At the conference on Computer Vision and Pattern Recognition in June, researchers from MIT and several other institutions take a first stab at answering these types of questions, with a new algorithm that can analyze photos of a scene, taken from multiple perspectives, and produce a camouflage covering for an object placed within it.
The researchers developed a range of candidate algorithms and tested them using Amazon’s Mechanical Turk crowdsourcing application, scoring them according to the amount of time volunteers took to locate camouflaged objects in synthetic images. Objects hidden by their best-performing algorithm took, on average, more than three seconds to find — significantly longer than the casual glance the camouflage is intended to thwart.
According to Andrew Owens, an MIT graduate student in electrical engineering and computer science and lead author on the new paper, the problem of disguising objects in a scene is, to some degree, the inverse of the problem of object detection, a major area of research in computer vision.
“Usually these algorithms exploit certain cues — maybe they’re looking for the contours of the object, or the silhouette of the object, the boundaries,” Owens says. “With camouflage, you want to avoid these cues. Conceptually, a cue that would be good for detecting an object is something that you want to remove.”
Greed works
In their new paper, Owens and his collaborators — William Freeman, an MIT professor of computer science and engineering and one of his thesis advisors; Connelly Barnes of the University of Virginia; Flyby Media’s Alex Flint; and Hanumant Singh of the Woods Hole Oceanographic Institution — assume that the object to be concealed is box-shaped, since that’s generally true of the real-world scenarios in which they envision their technology being applied.
All of the candidate algorithms begin at the same place: For each camera angle, they generate a set of coverings for the object’s visible faces that would make it blend into the background perfectly.

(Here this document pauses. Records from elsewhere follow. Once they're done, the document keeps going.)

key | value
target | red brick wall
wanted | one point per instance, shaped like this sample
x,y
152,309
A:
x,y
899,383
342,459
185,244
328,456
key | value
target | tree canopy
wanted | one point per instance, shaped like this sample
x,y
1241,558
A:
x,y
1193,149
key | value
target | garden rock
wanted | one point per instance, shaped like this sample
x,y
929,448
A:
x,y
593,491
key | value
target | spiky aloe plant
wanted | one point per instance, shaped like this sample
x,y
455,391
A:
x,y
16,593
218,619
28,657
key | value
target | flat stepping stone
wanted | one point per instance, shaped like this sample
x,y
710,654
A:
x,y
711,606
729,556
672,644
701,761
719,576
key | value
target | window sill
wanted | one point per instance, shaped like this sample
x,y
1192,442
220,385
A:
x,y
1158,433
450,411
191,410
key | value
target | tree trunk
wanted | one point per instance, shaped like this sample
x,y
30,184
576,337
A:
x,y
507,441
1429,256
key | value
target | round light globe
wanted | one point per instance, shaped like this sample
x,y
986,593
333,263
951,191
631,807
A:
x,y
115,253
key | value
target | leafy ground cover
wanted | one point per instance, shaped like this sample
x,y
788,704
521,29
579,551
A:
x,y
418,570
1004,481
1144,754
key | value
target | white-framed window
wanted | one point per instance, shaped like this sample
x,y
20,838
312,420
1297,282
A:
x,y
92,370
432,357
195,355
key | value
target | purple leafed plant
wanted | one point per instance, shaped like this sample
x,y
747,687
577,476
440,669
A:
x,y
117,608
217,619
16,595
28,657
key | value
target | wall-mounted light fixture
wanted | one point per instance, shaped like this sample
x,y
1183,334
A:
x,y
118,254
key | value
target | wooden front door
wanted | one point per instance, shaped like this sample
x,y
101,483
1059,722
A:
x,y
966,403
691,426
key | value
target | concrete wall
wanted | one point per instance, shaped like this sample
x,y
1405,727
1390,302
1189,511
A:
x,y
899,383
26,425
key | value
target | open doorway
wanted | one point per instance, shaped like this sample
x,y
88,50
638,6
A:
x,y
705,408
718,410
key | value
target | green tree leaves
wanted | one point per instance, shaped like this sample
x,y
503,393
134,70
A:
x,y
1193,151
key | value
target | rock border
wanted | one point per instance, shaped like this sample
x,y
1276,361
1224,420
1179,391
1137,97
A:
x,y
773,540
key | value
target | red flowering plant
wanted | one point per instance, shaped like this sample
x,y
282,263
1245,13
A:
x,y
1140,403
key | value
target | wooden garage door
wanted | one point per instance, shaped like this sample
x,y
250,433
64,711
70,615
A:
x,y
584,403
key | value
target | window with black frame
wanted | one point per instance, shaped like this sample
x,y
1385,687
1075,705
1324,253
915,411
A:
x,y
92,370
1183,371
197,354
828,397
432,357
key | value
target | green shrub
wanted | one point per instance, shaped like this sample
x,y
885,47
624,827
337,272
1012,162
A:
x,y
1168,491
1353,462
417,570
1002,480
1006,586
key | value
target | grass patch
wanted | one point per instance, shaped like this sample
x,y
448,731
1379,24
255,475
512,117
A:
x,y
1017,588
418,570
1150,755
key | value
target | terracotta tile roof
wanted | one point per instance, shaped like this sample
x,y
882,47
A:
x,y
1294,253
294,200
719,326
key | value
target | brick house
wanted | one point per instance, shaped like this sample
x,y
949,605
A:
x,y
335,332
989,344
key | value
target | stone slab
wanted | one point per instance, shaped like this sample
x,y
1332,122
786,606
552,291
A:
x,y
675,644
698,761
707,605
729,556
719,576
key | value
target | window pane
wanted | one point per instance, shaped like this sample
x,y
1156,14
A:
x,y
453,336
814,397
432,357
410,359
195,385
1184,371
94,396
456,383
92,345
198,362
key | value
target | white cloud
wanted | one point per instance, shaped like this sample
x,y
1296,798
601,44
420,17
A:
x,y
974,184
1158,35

Of course, a pattern that works well from one camera angle could make the object stick out like a sore thumb from another, so the algorithms then begin making trade-offs.
The simplest algorithm, which the researchers used as a baseline, averages the color values of the patterns produced for each face from each camera angle. The next algorithm simply picks one angle at random for each face. Neither of these fared particularly well on Mechanical Turk.

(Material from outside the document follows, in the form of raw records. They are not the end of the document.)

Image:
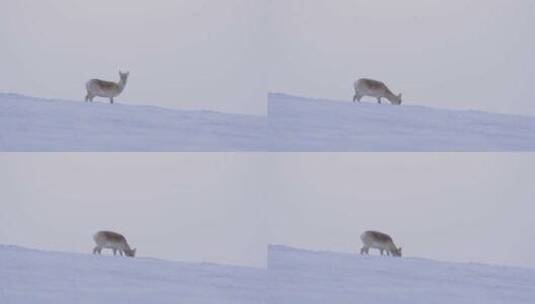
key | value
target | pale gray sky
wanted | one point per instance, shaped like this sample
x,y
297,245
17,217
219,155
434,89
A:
x,y
227,208
462,54
225,55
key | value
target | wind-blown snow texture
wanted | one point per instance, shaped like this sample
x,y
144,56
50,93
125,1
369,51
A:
x,y
292,124
34,277
293,276
300,276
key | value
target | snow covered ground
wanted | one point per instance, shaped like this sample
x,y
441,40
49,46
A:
x,y
293,276
300,276
292,124
33,277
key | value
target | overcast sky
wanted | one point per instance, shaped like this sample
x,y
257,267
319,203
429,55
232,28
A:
x,y
226,208
225,55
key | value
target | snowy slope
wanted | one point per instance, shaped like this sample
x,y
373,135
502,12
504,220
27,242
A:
x,y
33,277
300,276
31,124
323,125
293,276
292,124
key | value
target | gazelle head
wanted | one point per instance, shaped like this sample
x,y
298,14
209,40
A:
x,y
396,252
124,76
130,252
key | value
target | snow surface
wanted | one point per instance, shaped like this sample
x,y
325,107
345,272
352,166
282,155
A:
x,y
301,276
292,124
33,277
292,276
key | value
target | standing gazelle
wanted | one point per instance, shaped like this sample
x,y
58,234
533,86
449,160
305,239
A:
x,y
374,88
113,241
381,241
107,89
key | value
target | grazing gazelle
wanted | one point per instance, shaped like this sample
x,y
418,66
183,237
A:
x,y
381,241
107,89
113,241
374,88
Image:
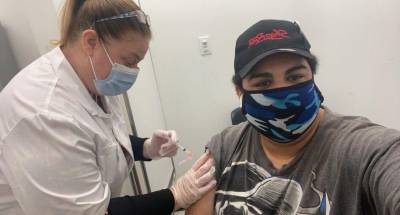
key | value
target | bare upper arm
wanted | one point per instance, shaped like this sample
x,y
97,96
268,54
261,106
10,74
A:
x,y
203,206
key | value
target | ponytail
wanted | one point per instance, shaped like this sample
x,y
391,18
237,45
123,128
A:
x,y
79,15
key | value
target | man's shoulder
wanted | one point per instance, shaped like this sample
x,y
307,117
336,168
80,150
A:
x,y
229,135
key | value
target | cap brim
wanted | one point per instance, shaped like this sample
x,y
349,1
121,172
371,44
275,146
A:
x,y
246,69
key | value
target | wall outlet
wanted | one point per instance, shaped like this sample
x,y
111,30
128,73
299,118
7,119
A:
x,y
204,45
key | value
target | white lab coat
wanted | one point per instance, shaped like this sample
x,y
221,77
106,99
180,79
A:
x,y
60,153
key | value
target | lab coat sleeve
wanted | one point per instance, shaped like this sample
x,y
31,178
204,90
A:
x,y
50,164
137,148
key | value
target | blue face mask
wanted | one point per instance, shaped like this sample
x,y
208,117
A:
x,y
119,80
283,114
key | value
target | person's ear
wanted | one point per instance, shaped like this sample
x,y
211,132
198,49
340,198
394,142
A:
x,y
90,41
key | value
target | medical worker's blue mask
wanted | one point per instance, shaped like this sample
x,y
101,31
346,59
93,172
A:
x,y
119,80
283,114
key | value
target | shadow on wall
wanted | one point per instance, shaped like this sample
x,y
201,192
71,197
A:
x,y
8,64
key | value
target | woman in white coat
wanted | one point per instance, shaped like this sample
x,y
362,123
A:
x,y
64,147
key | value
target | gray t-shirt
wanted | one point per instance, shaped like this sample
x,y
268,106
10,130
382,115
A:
x,y
351,166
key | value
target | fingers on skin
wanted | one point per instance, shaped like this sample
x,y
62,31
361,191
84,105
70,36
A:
x,y
208,187
169,149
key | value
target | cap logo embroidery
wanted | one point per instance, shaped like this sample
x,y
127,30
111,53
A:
x,y
276,34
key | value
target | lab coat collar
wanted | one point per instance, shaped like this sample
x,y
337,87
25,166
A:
x,y
67,73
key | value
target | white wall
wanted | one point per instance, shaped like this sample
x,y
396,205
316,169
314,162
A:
x,y
357,43
30,26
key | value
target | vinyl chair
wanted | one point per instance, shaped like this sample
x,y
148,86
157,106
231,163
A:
x,y
237,116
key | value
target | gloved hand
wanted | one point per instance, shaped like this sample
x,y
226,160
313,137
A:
x,y
161,144
195,183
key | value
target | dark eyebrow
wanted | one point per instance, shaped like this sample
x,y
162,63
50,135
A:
x,y
259,75
295,68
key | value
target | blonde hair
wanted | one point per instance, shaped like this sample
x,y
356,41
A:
x,y
79,15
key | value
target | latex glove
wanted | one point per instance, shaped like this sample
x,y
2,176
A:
x,y
195,183
161,144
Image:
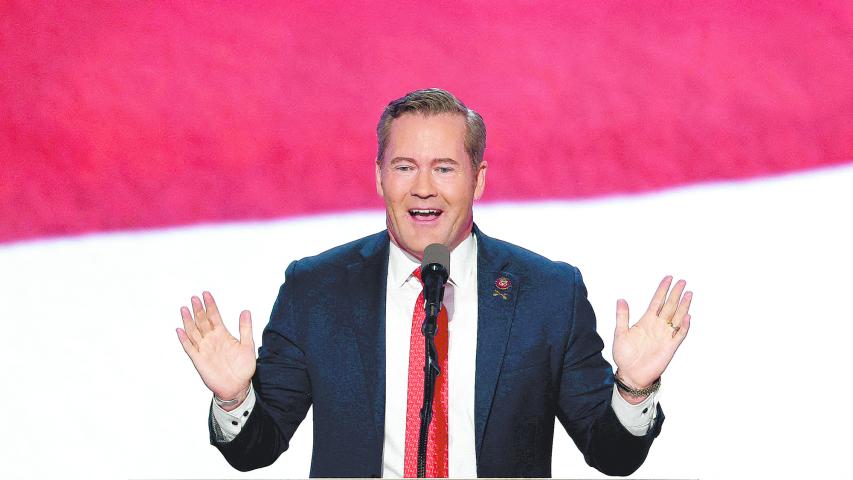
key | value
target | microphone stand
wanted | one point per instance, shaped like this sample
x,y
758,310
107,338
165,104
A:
x,y
431,371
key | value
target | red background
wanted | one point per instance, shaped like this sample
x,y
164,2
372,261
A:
x,y
124,115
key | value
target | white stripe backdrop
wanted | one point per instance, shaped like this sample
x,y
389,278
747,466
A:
x,y
95,384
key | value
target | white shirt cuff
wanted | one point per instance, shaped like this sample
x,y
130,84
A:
x,y
637,419
226,425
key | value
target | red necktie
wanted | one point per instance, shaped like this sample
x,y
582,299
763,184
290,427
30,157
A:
x,y
436,465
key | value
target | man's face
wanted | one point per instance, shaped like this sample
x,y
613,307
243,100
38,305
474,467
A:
x,y
427,181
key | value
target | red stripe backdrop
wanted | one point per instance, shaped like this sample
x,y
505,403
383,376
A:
x,y
137,114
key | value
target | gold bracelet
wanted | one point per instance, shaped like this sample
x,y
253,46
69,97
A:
x,y
637,392
233,401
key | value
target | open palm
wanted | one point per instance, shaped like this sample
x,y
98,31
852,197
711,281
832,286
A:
x,y
225,364
643,351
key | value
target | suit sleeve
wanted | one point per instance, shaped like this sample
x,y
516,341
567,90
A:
x,y
584,402
282,387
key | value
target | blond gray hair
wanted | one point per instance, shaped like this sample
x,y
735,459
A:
x,y
434,101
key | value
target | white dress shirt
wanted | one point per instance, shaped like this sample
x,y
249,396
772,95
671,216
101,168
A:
x,y
460,299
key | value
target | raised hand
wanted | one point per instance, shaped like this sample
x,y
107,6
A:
x,y
643,351
225,364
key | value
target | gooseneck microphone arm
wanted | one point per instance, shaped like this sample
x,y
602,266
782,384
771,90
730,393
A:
x,y
434,274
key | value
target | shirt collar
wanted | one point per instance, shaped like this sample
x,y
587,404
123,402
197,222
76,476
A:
x,y
401,264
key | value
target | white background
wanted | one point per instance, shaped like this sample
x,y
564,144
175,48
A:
x,y
96,385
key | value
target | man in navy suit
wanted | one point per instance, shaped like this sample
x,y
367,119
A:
x,y
523,345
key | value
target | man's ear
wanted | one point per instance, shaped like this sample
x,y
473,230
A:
x,y
379,178
481,180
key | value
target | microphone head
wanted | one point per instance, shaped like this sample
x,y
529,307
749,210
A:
x,y
436,254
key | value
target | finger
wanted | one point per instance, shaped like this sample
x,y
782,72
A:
x,y
681,333
683,308
622,315
672,301
189,348
189,326
660,295
200,316
212,310
246,327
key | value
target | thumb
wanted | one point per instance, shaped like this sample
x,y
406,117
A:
x,y
246,328
621,317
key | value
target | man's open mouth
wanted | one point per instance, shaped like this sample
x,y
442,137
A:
x,y
424,214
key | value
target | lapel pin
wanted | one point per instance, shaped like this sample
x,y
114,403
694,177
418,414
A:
x,y
502,285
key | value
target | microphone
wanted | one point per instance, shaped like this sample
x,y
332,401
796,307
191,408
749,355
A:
x,y
435,270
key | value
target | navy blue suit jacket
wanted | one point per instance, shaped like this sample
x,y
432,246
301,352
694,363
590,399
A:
x,y
538,358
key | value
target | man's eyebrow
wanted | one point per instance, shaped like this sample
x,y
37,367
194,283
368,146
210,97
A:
x,y
434,160
401,159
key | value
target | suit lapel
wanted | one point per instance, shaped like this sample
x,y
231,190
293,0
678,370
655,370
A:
x,y
495,312
364,310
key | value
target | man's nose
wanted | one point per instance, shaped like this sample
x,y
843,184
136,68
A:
x,y
423,186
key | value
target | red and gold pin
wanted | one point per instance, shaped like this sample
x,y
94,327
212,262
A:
x,y
502,284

A slightly more sophisticated algorithm, which the researchers dubbed “greedy,” identifies those camera angles that require the least distortion of the patterns applied to each face. To create the illusion of a circle seen head on, for instance, a face at an oblique angle to the camera would have to have an ellipse superimposed on it. The sharper the angle, the more elongated the ellipse would need to be.

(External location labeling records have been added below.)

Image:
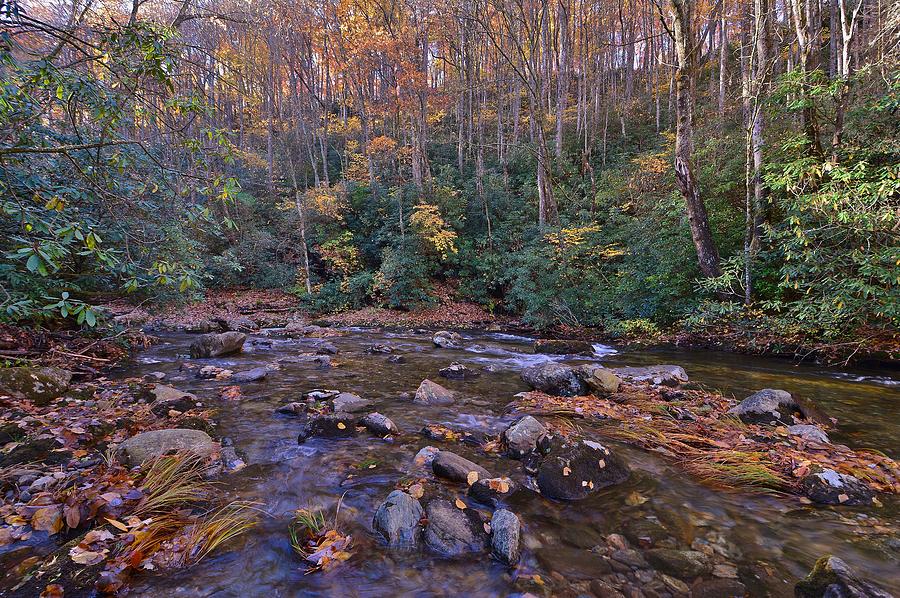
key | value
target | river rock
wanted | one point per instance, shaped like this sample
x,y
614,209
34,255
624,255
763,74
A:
x,y
767,406
214,345
452,531
506,531
447,340
575,469
455,468
521,437
253,375
36,384
598,379
149,445
554,379
169,398
433,394
657,375
829,487
563,347
718,588
809,432
397,520
337,425
492,491
684,564
379,424
458,371
348,402
832,578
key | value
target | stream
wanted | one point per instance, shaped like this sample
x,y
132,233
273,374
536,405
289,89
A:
x,y
773,542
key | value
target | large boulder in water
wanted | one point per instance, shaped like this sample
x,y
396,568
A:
x,y
458,469
36,384
828,487
563,347
149,445
521,437
337,425
768,406
575,469
452,531
397,519
214,345
506,531
433,394
832,578
554,379
447,340
657,375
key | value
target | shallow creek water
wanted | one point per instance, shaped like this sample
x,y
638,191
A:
x,y
772,541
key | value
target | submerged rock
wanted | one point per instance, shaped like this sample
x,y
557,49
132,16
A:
x,y
36,384
447,340
149,445
379,424
521,437
657,375
348,402
598,379
214,345
832,578
433,394
554,379
809,432
458,371
452,531
338,425
254,375
506,531
397,519
455,468
684,564
563,347
767,406
829,487
575,469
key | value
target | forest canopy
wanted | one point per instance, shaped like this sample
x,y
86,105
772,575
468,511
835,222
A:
x,y
630,165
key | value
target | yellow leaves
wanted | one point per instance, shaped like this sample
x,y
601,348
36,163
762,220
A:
x,y
428,223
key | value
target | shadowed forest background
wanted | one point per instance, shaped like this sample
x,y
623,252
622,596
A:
x,y
634,165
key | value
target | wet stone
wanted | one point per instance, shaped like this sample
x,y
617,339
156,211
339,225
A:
x,y
338,425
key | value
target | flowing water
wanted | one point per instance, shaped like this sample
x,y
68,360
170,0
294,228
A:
x,y
773,542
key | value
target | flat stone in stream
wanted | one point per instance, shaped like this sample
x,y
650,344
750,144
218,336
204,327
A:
x,y
832,578
563,347
452,531
215,345
398,520
455,468
521,437
506,531
657,375
253,375
433,394
575,469
149,445
379,424
458,371
36,384
828,487
447,340
337,425
683,564
554,379
347,402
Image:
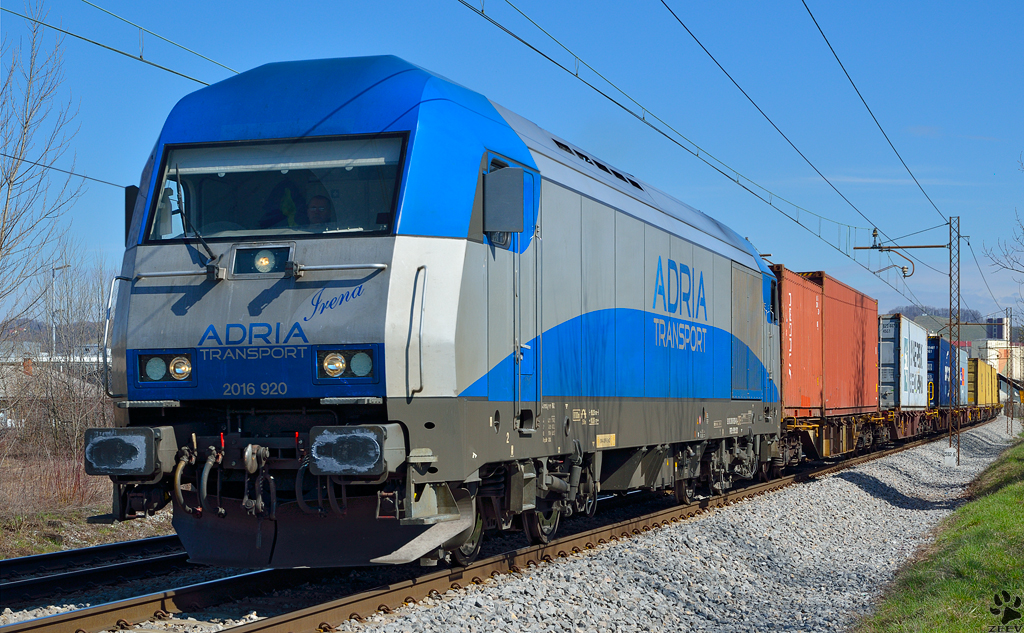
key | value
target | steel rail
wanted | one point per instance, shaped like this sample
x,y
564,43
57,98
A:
x,y
32,565
389,597
122,614
17,591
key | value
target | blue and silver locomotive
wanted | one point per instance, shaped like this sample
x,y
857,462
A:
x,y
366,314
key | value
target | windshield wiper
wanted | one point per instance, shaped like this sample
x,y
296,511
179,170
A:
x,y
211,267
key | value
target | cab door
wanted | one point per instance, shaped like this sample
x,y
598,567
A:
x,y
510,235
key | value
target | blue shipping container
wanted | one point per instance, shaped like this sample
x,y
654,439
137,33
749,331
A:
x,y
938,373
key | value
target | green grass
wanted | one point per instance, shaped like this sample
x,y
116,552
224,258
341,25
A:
x,y
978,552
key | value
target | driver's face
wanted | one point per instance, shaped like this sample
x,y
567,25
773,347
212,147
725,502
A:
x,y
318,210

The greedy algorithm tries to minimize the difference between the shape perceived by the viewer and the shape patterned on the object. Once it’s identified a group of angles that meet that criterion, it selects the one that generates coverings for the largest number of faces.
Less is more
The researchers’ first attempt at a more sophisticated algorithm divided each face of the object into a grid, each square of which takes color values corresponding to a single camera angle. The algorithm then selected a value for each square that offered the best approximation of views from as many angles as possible. But it also ensured that the transitions between regions corresponding to different angles were smooth.
This can lead to some odd visual artifacts. As an experiment, the researchers used their algorithm to produce a camouflage covering for a box placed on a bookshelf in their lab. When the viewer faces the box from a particular angle, a book on the shelf appears to fork. A projection of the book’s spine on the top face of the box approaches a corner and, in order not to introduce jarring discontinuities, sends tendrils down both adjacent faces. But as peculiar as that bifurcation looks upon close inspection, the smoothness of the boundaries means that it doesn’t call attention to itself.
In some preliminary tests on Mechanical Turk, however, the greedy algorithm fared surprisingly well. The researchers inferred that that’s because the topology of the environments they were considering naturally limited the number of angles from which photos could be taken. The least distorted pattern from one such privileged angle probably works reasonably well for neighboring angles.
So they created yet another algorithm, which, like the greedy algorithm, selected a pattern drawn from a single perspective for each face. But like the grid algorithm, it performed that selection in a more principled way, choosing for each face the perspective that worked best from as many angles as possible while allowing for smooth transitions between faces. Indeed, Owens says, this algorithm — the best-performing algorithm on the Mechanical Turk tests — could be thought of as a special case of the grid algorithm, in which the grid on each face consists of a single large square.